Bioassay for detection of infectivity 0.3 to 0.5 μl of thawed sample was added to a sufficient amount of phosphate buffered saline (PBS) to obtain a 10 w / v% suspension. Homogenize and serially dilute with PBS in a one-log step. Samples are inoculated into several groups of hamsters as follows. Each sample (diluted or undiluted) is inoculated into the right cerebral hemisphere of each hamster. One year after inoculation, the clinical symptoms of hamster scrapie are observed and the presence of PrP ^{SC in} the brain of all dead hamsters is examined using standard Western blotting. In the table below, ND means that no prion was detected.

  The results are shown in Table 1 below.

  As can be seen from the above table, a good correlation exists between Western blot and infectivity clearance. Samples pressurized to 1200 MPa were completely inactivated despite 3 or 10 60 second pulses. Multiple pulses yielded results that were equal to or better than a single pulse applied for 5 minutes. The results also showed that the sample pressurized to 1000 MPa was inactivated as much as the sample with 1200 pulses applied with 10 pulses, but not as inactivated as the sample with 3 pulses.
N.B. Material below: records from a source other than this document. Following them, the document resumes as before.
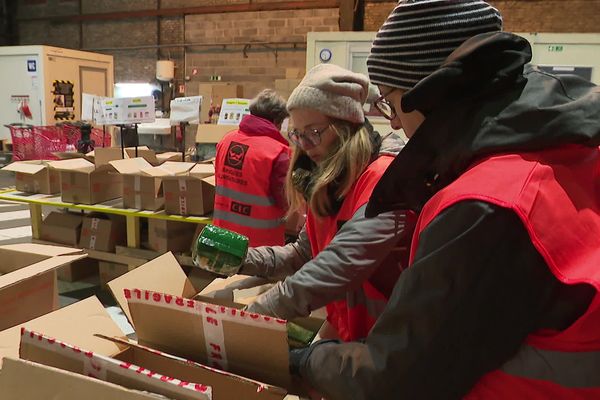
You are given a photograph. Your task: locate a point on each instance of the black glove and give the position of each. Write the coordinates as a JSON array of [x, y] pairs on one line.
[[298, 359]]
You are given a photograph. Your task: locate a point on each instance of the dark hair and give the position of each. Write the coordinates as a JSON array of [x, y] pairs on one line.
[[270, 106]]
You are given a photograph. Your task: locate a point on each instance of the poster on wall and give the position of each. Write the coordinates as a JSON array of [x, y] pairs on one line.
[[64, 103], [126, 110], [185, 109], [91, 108], [232, 111]]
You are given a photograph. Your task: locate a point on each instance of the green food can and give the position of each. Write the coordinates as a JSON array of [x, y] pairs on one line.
[[220, 250]]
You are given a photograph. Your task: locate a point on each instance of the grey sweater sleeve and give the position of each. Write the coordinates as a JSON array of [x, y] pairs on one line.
[[277, 262], [476, 289], [342, 266]]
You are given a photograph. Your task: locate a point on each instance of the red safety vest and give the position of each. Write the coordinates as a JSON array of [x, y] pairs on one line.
[[354, 317], [556, 194], [242, 200]]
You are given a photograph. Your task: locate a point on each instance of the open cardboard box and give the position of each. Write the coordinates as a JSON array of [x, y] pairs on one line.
[[62, 228], [158, 299], [151, 156], [35, 176], [165, 235], [103, 232], [142, 183], [27, 380], [96, 331], [76, 323], [192, 193], [212, 133], [90, 183], [54, 352], [28, 285]]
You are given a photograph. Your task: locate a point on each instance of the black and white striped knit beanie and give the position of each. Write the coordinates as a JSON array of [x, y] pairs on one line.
[[419, 35]]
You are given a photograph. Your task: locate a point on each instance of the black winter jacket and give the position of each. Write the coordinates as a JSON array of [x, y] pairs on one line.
[[477, 286]]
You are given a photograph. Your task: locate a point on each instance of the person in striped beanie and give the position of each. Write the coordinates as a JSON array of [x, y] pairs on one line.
[[501, 298]]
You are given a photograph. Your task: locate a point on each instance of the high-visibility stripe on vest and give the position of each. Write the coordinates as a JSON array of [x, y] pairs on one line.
[[556, 194], [243, 202], [354, 317]]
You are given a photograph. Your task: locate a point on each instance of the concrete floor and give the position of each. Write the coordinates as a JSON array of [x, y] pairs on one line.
[[15, 227]]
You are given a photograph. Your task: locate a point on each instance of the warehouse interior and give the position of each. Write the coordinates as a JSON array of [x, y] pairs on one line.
[[135, 232]]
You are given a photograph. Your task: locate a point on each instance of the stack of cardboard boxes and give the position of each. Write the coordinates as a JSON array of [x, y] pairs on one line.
[[188, 347]]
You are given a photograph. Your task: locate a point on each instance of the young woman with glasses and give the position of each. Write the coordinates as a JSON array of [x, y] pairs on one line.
[[341, 260]]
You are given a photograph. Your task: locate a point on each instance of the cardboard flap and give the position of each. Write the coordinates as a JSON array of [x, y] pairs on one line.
[[201, 171], [169, 156], [42, 249], [76, 323], [130, 165], [52, 351], [17, 376], [225, 385], [67, 155], [226, 338], [37, 269], [65, 220], [163, 274], [144, 152], [212, 133], [104, 155], [26, 167], [74, 165], [171, 169]]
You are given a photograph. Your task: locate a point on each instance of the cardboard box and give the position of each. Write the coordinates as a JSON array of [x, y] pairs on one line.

Only a portion of the sample pressurized to 690 MPa was inactivated.

  While the preferred embodiment of the invention has been illustrated and described, it will be appreciated that various changes can be made therein without departing from the scope of the invention.

Claims (10)

  A method of inactivating prions present in a substrate, the method comprising: ablating the substrate containing the prions adiabatically from an initial temperature to a final temperature of up to 400 ° C. for a predetermined time at least one Exposing the substrate comprising prions to a high pressure pulse.   The method of claim 1, wherein the final temperature is in the range of up to 400 ° C.   The method of claim 2, wherein the final temperature is in the range of 40 ° C to 200 ° C.   The method of claim 3, wherein the final temperature is in the range of 40 ° C to 145 ° C.   The method of claim 1, wherein the ultra-high pressure is at least 480 MPa.   6. The method of claim 5, wherein the ultra high pressure is in the range of 480 MPa to 970 MPa.   The method according to claim 6, wherein the ultra-high pressure is in a range of 480 MPa to 830 MPa.   The method of claim 1, wherein the initial temperature is room temperature.   The method of claim 1, wherein the initial temperature is 40 ° C. The method of claim 1, wherein the substrate is exposed to a plurality of pulses of ultra-high pressure.